The positive feedback that I received the most on the app’s launch was that the screenshots were clean looking and indicated a good UI. A lot of the additional material surrounding a launch like the branding and background story are nice to have, but it seemed like people ultimately cared most about the content of the app. That was a great sign for me; I much prefer making a great product than trying to market it with smoke and mirrors.
Launching on Product Hunt generated a lot of traffic to my app compared to other sources. I promoted the post in group chats with my friends and colleagues and in Slack channels for other startup founders, but the majority of my app’s downloads were from individuals that I did not know. I’m tentatively thinking that this will be a good thing for the development of my app because it will be good to get feedback from people who do not know me personally and want to try to avoid hurting my feelings with negative feedback.
While the majority of people that I knew did not personally sign up as beta testers, they did help tremendously in giving my post visibility on Product Hunt. I was able to hold the last spot on the front page of Product Hunt for the duration of my launch day, and I couldn’t have done it without the upvotes before the official launch and during launch day from my friends.
Getting user feedback
For better or worse, I made sure that there were a lot of different channels for giving feedback on auToDo’s beta. I’ve gotten a lot of very helpful feedback so far, but keeping track of the Play Store feedback and emails and Slack messages and in-person reviews and… has been a bit tough. Some channels have given me more in-depth feedback than others but I am thankful for the variety of responses.
Moving forward, I believe that it will be necessary to proactively reach out to auToDo’s users for feedback on updates. It is very convenient that Play Store updates are seamless but this means that there will not be the noticeable event like a launch that prompts feedback.
In the rush to get auToDo launched I have not written a post about weeks 2 and 3 of the Startup School program. I think this is fitting with the intent of the program though, getting a product in front of users is the most important priority.
I got some very good support and feedback from the other companies in week 3’s group session. The other founders were also software developers so we were able to bond over that foundation. The other founders were congratulatory of my launch, which I appreciated, and gave me feedback that I needed to take that momentum and run with it to maintain relationships between the users and auToDo rather than trying to get traction exclusively through one-time promos like a launch.
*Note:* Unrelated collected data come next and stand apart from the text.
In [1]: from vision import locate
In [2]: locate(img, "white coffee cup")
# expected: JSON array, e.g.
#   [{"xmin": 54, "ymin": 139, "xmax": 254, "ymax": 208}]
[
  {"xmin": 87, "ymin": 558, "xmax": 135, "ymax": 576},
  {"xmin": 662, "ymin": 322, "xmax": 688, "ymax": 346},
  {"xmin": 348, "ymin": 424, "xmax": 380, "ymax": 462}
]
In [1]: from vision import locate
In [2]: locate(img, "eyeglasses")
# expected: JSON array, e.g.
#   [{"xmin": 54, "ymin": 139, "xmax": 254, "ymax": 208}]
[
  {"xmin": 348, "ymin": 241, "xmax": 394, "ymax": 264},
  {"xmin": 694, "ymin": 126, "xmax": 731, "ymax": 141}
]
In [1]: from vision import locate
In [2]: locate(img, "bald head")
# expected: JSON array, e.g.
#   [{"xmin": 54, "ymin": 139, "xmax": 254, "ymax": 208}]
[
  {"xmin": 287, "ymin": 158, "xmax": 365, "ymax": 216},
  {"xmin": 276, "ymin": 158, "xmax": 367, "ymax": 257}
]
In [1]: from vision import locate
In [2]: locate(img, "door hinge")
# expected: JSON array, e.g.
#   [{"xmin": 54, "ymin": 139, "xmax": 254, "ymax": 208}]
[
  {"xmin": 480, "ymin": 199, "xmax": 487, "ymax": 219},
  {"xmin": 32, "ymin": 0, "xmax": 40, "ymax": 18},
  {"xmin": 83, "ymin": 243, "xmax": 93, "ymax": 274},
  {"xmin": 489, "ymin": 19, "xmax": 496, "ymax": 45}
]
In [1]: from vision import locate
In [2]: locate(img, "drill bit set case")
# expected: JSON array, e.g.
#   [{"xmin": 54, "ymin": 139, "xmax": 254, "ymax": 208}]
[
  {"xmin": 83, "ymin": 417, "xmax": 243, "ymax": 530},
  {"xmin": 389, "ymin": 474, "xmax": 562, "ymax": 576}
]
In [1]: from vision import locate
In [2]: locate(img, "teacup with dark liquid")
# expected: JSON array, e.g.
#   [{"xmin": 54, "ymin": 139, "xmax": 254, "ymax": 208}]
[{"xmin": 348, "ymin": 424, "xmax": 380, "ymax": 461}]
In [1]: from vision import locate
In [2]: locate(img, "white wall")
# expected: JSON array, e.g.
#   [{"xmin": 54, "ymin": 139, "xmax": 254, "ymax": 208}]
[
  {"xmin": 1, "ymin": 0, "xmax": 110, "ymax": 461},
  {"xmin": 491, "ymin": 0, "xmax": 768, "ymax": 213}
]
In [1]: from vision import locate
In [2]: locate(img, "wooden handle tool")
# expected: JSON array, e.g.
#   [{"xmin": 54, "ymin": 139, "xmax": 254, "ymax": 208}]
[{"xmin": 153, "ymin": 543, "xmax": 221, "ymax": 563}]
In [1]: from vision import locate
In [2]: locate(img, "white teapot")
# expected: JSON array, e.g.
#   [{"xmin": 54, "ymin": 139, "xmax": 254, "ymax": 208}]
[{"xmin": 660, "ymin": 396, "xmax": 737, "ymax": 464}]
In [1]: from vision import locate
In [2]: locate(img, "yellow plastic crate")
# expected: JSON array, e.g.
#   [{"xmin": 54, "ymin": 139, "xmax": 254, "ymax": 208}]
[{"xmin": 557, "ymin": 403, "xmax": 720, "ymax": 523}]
That was a perspective that I had not focused on enough, especially with launch so near, so it was a much needed piece of advice.
This week I started in on Y Combinator’s Startup School program with the intention of launching auToDo soon. I have the knowledge and experience to write the app for auToDo, but that is definitely not the case for the other aspects of turning it into a successful business. Startup School’s goal is to make it easier for people like myself to navigate the confusing time of starting and running a startup, and I fully intend to make the most of it.
Startup School is designed to encourage founders to set one or two metrics and do everything they can to improve them. Since auToDo is not yet launched, my one and only metric to track is the time left to launch. As a result, everything I have worked on this week for auToDo has been intended to speed up the timeline to making the app public. auToDo should be going public on the Google Play Store some time in the next couple days; I’ll add the release notes here per usual when the public version is out!
A highlight of the week was the Startup School Group Session, where I got a chance to speak with other founders in the program. I got helpful feedback on my website and got to extend feedback to the other companies as well. The other founders were non-technical founders, meaning that they did not create their products directly but acted in a more traditional CEO role. Their knowledge and experience was a good complement to my strictly technical experience. One major takeaway from the conversation is that I ought to move up my timeline on establishing auToDo as a corporation. Earning significant revenue and adding additional co-founders is nearly impossible otherwise, and those are two things I’d like to see happen in the future.